This work addresses the challenge of controlling dexterous multi-fingered hands in millimeter-precision tasks—such as bimanual piano playing—where control often fails due to the scarcity of high-quality real-world data and the difficulty of sim-to-real transfer. To overcome this, the authors propose HandelBot, a two-stage framework that first performs structured joint-space alignment through physical experiments and then refines fine motor skills via residual reinforcement learning. Using only 30 minutes of real-world interaction data, HandelBot achieves high-fidelity performance across five standard piano pieces, outperforming direct simulation-to-reality deployment by a factor of 1.8. The key innovation lies in the integration of structured fine-tuning with residual learning, which substantially enhances the real-world adaptability of simulation-pretrained policies in precision manipulation tasks.

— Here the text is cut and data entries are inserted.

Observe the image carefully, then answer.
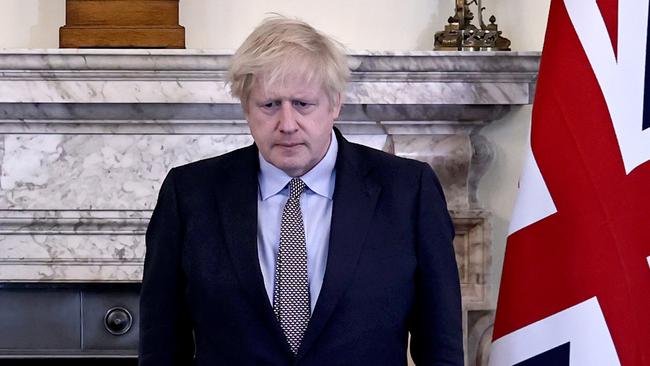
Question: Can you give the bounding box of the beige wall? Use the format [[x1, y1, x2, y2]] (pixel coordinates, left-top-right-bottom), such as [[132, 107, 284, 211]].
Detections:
[[0, 0, 550, 298]]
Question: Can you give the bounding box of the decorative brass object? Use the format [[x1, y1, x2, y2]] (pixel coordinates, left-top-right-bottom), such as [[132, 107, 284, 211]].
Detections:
[[433, 0, 510, 51]]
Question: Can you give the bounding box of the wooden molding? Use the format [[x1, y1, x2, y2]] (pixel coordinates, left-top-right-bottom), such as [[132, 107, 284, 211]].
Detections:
[[59, 0, 185, 48]]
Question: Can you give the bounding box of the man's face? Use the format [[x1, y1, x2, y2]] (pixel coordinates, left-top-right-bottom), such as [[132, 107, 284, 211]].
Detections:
[[245, 77, 341, 177]]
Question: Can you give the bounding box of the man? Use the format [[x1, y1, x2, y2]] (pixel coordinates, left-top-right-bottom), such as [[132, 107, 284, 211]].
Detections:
[[140, 17, 463, 366]]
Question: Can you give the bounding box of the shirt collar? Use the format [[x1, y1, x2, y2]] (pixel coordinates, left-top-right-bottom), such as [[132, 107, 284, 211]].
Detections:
[[258, 130, 339, 201]]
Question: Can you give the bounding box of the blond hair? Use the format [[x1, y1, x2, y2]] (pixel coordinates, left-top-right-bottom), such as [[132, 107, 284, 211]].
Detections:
[[228, 16, 350, 109]]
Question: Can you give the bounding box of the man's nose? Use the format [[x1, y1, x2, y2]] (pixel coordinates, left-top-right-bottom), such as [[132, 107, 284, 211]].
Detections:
[[278, 101, 298, 133]]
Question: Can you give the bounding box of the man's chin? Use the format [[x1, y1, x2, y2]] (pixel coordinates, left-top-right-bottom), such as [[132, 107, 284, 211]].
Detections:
[[271, 159, 308, 177]]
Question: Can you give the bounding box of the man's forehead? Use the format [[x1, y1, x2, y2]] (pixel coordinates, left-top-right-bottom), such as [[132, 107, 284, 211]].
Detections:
[[252, 75, 325, 98]]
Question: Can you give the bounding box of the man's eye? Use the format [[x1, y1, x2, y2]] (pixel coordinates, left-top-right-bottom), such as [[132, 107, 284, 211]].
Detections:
[[293, 100, 313, 108], [262, 101, 280, 109]]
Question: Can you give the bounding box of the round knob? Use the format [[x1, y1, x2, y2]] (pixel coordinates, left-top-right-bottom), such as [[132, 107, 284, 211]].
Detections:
[[104, 307, 133, 335]]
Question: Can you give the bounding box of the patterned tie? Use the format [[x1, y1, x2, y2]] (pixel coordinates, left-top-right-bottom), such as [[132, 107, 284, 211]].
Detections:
[[273, 178, 311, 354]]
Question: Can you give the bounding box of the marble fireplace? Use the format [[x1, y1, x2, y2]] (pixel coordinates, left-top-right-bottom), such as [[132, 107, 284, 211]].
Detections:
[[0, 50, 539, 365]]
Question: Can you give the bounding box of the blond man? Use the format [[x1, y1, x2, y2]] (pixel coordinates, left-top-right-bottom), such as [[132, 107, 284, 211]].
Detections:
[[140, 17, 463, 366]]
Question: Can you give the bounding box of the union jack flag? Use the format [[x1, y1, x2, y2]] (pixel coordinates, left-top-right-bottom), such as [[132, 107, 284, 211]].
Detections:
[[490, 0, 650, 366]]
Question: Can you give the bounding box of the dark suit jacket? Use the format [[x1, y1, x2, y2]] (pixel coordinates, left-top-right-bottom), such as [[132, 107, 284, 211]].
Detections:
[[140, 131, 463, 366]]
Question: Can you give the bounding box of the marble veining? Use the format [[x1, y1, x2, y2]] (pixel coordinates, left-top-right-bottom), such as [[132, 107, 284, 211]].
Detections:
[[0, 49, 539, 292]]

Mastering dexterous manipulation with multi-fingered hands has been a grand challenge in robotics for decades. Despite its potential, the difficulty of collecting high-quality data remains a primary bottleneck for high-precision tasks. While reinforcement learning and simulation-to-real-world transfer offer a promising alternative, the transferred policies often fail for tasks demanding millimeter-scale precision, such as bimanual piano playing. In this work, we introduce HandelBot, a framework that combines a simulation policy and rapid adaptation through a two-stage pipeline. Starting from a simulation-trained policy, we first apply a structured refinement stage to correct spatial alignments by adjusting lateral finger joints based on physical rollouts. Next, we use residual reinforcement learning to autonomously learn fine-grained corrective actions. Through extensive hardware experiments across five recognized songs, we demonstrate that HandelBot can successfully perform precise bimanual piano playing. Our system outperforms direct simulation deployment by a factor of 1.8x and requires only 30 minutes of physical interaction data.